Fri Nov 26 12:51:34 EST 2010

On Fri, Nov 26, 2010 at 05:00:10PM +0100, Éric Depagne wrote:
> I have a set of data that are made of 4 parameters : x, y, dx and dy

> I'd like to classify this set  the following way : put together all
> (x,y) that have similar (dx, dy).

OK, so you have a learning task with a multivariate output, is that
right?

> I've had a look at Gaussian mixture models implementation in scikit, and it 
> seems to be what I need. But the examples i've found here :
> http://scikit-learn.sourceforge.net/0.5/auto_examples/gmm/plot_gmm.html#
> only fit y vs x.

Yes, standard Gaussian mixture models do not model multivariate output. 

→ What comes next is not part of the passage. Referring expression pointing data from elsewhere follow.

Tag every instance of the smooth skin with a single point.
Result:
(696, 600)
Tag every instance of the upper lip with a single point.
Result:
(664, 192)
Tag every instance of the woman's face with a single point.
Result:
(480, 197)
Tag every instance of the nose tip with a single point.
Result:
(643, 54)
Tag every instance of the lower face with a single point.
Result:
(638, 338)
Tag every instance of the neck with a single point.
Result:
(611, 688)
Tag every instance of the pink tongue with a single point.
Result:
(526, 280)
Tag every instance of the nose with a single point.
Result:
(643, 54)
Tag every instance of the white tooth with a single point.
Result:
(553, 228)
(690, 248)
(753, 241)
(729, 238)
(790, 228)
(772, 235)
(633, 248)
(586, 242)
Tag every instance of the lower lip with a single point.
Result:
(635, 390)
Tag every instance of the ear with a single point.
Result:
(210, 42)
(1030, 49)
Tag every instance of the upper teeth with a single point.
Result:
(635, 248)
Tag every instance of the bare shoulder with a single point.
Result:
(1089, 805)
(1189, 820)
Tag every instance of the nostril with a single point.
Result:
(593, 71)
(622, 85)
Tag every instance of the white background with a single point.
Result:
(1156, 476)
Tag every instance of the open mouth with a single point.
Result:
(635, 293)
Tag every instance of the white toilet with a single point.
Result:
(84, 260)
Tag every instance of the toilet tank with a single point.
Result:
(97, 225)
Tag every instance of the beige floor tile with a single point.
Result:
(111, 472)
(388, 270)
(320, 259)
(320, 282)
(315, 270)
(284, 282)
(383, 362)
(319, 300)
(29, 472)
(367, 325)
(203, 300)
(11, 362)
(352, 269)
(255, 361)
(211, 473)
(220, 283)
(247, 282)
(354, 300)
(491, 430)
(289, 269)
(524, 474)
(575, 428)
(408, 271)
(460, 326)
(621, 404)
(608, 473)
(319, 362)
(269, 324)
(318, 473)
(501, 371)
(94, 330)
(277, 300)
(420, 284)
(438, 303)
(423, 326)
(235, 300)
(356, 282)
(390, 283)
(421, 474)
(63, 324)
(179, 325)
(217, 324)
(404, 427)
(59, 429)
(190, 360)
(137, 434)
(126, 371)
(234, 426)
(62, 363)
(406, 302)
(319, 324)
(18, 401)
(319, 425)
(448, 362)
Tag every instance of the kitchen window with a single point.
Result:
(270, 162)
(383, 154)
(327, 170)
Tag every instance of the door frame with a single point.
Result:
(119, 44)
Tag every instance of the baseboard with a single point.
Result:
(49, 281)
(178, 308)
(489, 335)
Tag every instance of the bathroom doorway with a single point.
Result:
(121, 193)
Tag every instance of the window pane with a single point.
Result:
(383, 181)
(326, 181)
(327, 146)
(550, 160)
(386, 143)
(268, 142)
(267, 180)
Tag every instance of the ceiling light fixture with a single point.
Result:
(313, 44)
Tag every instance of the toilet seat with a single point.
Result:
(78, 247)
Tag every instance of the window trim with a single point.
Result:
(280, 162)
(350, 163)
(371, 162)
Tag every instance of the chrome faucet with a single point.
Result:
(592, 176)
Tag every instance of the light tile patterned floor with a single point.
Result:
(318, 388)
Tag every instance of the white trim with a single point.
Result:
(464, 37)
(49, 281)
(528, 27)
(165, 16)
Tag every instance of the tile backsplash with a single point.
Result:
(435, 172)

> In my case for instance, all my (x,y) would be in red, but some of the (dx, 
> dy) would point towards you, and some would point away from you, and I'd like 
> to sort the data according to this "parameter": the pointing direction.

Can you extract this 'parameter' that makes most sens in your context.
This would make the problem much better posed, as the method would not
have to learn the relevant structure of the output space.

> How can I modify the example so that it fits 2 dims, keeping the first two as 
> input ?

You can't. Not with the Gaussian mixture models in the scikit.

> And does it make sense to use this kind of method, my knowledge in 
> statistics is quite limited.

I am not an expert in structured output learning, but I would say that
GMM is probably not an excellent choice for that. On the other hand, if
you are interested in a clustering method, all the methods I know work on
non structured output. The GMM could probably be adapted from a
theoretical sens to your problem, but that would mean redoing the
probabilistic model and the update laws used in the computation. 

For structured ouptut, latent factor models that learn from both spaces,
such as canonical correlation analysis, are well-posed. But you would
need to formulate your problem in a way that fits in these frameworks.

What is your end problem? Do you want to classify or cluster? Can you
define the quantity that you are interested in?

HTH,

Gael